Le Monde nous apprend que la planète compte 1,3 milliards de fumeurs. Rapporté à la population adulte, cela peut sembler élevé mais c’est tout à fait plausible au regard du nombre impressionnant de fumeurs en Afrique et en Asie, notamment la Chine. C’est dingue comme les Chinois fument, leurs cigarettes sont – au demeurant – assez bonnes.
Je fais partie de ces 1,3 milliards de fumeurs. C’est mal. Je n’en disconviens pas. Et comme 90% des fumeurs je me passerais volontiers de cette redoutable addiction. J’ai d’ailleurs arrêté pendant sept ans, pour reprendre, comme un imbécile, en Inde, où l’on vend les cigarettes à l’unité.
Pour autant, si je ne revendique pas cette manie, je n’en suis pas moins de plus en plus exaspéré par le discours moraliste et manichéen des autorités sur le sujet. « Fumer tue » est-il écrit sur les paquets de cigarette, sur lesquels on exhibe les tumeurs les plus affreuses. Ce qu’on se garde bien de faire sur les bouteilles de rouge. Pourtant l’alcool, produit addictif s’il en est, tue autant que le tabac, sinon plus.
Ce moralisme nous vient, curieusement, des Etats-Unis, le pays qui a été le premier à valoriser le tabac, puis à le saupoudrer insidieusement de substances addictives. Pays qui est devenu le plus intolérant sur le sujet, comme il le sera vraisemblablement dans le futur pour l’obésité, qu’il aura pourtant contribué à exporter avec ses sodas. Mais passons.
Ce qui m’exaspère le plus dans le discours officiel c’est l’angélisme des arguments : fumer est une tare, c’est mal, c’est dangereux, il faut donc arrêter et tout ira pour le mieux dans le meilleur des mondes. Comme si 1,3 milliards de personnes se soumettaient à cette habitude pour le seul plaisir de se suicider et d’empoisonner la vie de leurs contemporains.
C’est un peu plus compliqué que ça. Outre le fait que c’est un plaisir, le tabac est un régulateur d’humeur extrêmement précieux pour les fumeurs qui, pour la plupart, n’ont pas besoin de recourir à des excès alimentaires ou à des régulateurs chimiques pour faire face aux aléas de la condition humaine.

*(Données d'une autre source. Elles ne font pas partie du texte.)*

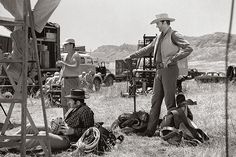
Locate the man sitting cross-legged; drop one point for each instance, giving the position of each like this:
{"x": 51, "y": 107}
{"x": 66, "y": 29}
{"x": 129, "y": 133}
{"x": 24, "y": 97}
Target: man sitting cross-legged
{"x": 77, "y": 120}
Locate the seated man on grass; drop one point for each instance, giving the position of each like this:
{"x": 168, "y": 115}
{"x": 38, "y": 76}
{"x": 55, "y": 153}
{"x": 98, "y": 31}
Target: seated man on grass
{"x": 77, "y": 120}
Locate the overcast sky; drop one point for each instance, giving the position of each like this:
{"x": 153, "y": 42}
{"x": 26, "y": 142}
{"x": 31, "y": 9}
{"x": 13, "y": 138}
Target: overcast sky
{"x": 113, "y": 22}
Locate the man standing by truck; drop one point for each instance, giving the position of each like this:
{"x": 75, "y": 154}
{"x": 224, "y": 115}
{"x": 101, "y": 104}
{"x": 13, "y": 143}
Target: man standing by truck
{"x": 69, "y": 78}
{"x": 168, "y": 50}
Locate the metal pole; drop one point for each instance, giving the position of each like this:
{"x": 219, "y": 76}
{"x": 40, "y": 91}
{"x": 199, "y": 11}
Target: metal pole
{"x": 226, "y": 82}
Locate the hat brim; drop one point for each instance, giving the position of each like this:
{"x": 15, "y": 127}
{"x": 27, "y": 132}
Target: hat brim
{"x": 162, "y": 19}
{"x": 65, "y": 43}
{"x": 77, "y": 97}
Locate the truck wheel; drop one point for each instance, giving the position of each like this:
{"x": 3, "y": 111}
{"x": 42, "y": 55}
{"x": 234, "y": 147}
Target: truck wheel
{"x": 109, "y": 81}
{"x": 97, "y": 84}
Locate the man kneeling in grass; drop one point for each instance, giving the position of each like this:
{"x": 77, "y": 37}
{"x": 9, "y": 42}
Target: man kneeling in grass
{"x": 77, "y": 120}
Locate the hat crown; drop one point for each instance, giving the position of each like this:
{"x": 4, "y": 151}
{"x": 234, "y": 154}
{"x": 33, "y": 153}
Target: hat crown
{"x": 77, "y": 93}
{"x": 70, "y": 40}
{"x": 161, "y": 16}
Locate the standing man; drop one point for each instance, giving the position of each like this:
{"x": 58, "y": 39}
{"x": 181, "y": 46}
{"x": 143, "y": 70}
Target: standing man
{"x": 70, "y": 79}
{"x": 167, "y": 50}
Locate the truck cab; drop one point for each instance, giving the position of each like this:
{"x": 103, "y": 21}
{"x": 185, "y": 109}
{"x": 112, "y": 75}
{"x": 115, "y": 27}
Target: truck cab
{"x": 86, "y": 64}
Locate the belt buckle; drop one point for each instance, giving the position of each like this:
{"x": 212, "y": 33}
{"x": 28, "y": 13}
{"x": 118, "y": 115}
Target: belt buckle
{"x": 160, "y": 65}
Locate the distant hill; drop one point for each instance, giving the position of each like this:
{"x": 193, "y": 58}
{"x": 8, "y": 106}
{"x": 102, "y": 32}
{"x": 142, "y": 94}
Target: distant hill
{"x": 210, "y": 47}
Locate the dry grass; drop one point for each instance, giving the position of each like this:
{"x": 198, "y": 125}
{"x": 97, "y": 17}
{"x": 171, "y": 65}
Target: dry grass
{"x": 209, "y": 115}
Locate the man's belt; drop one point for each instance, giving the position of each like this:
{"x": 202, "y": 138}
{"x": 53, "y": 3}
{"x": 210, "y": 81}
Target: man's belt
{"x": 159, "y": 65}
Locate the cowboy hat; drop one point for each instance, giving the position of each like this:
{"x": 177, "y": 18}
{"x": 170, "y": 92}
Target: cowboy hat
{"x": 77, "y": 94}
{"x": 162, "y": 17}
{"x": 67, "y": 41}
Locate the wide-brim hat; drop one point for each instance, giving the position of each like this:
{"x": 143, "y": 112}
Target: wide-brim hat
{"x": 77, "y": 94}
{"x": 162, "y": 17}
{"x": 67, "y": 41}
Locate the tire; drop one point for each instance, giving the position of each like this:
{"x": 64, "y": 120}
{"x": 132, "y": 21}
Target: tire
{"x": 109, "y": 81}
{"x": 97, "y": 84}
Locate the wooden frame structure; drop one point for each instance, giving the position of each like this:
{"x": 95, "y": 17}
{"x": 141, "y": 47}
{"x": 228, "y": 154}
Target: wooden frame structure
{"x": 20, "y": 96}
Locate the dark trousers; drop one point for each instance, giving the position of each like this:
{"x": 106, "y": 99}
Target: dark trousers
{"x": 68, "y": 84}
{"x": 164, "y": 87}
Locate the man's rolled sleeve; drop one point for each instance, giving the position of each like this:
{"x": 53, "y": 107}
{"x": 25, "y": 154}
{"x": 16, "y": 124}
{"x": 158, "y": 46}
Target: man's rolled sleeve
{"x": 145, "y": 51}
{"x": 185, "y": 50}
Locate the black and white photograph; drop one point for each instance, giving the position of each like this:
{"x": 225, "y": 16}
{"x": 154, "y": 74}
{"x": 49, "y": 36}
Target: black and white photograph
{"x": 117, "y": 78}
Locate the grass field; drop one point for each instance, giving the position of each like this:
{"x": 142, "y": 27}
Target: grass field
{"x": 209, "y": 115}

Et arrêter de fumer, je peux en témoigner, n’est pas anodin, comme on se garde bien de le signaler aux candidats. Cela bouscule le métabolisme et provoque de sérieux désordres physiologiques. L’organisme, rompu à un certain équilibre, se rebelle pendant des années et se dérègle par ailleurs : l’appétit, c’est bien connu, se réveille dangereusement et le sommeil est troublé, dans le meilleur des cas. Souvent des dérangements étonnants peuvent surgir, qui sont liés à la physiologie de chacun, à la façon dont l’organisme a de se défendre contre ce qu’il considère comme un déséquilibre.
Du point de vue psychologique, le plus grand trouble provient du dérèglement du temps. Pour un fumeur, le temps est l’espace qui se déroule entre deux cigarettes. Pour un fumeur abstinent (on reste fumeur toute sa vie) le temps devient un tapis infini qui n’est plus rythmé que par les repas. Il est évidemment possible de s’arrêter, mais ce n’est pas aussi innocent qu’on veut bien le laisser croire.
« La liberté, c’est de pouvoir toute chose sur soi » disait Montaigne. Ce principe m’a aidé à tenir pendant des années. Et aujourd’hui je dois convenir avoir renoncé à une partie de ma liberté. Mais, curieusement, la chasse aux fumeurs, le mépris public dans lequel ils sont tenus, modifie peu à peu cette perspective. Il y a comme une fraternité du défi dans le regard de deux fumeurs inconnus qui se retrouvent sur un trottoir pour en griller une. Une sorte de pied-de-nez au moralisme ambiant qui sacrifie une à une les libertés au nom de la sacro-sainte sécurité.
Ce billet n’est évidemment pas un appel au crime. Le plus simple reste de ne pas commencer. Mais la société gagnerait, me semble-t-il à adopter un discours un peu moins vindicatif à l’égard des fumeurs. Un peu plus en phase avec la réalité aussi. Le tabac est une substance qui a accompagné l’humanité depuis des temps immémoriaux (en Occident c’est plus récent, certes). Son usage a été encouragé par les autorités (qu’on se souvienne des Troupes distribuées aux militaires) dopée par le commerce, le cinéma et la publicité, sa composition sciemment modifié par les industriels. Fumer modérément du vrai tabac (100% tabac devient aujourd’hui un argument commercial, on croit rêver) n’est pas nécessairement une tare. Amis fumeurs, même si demain j’arrête, c’est promis, vous conservez toute ma considération.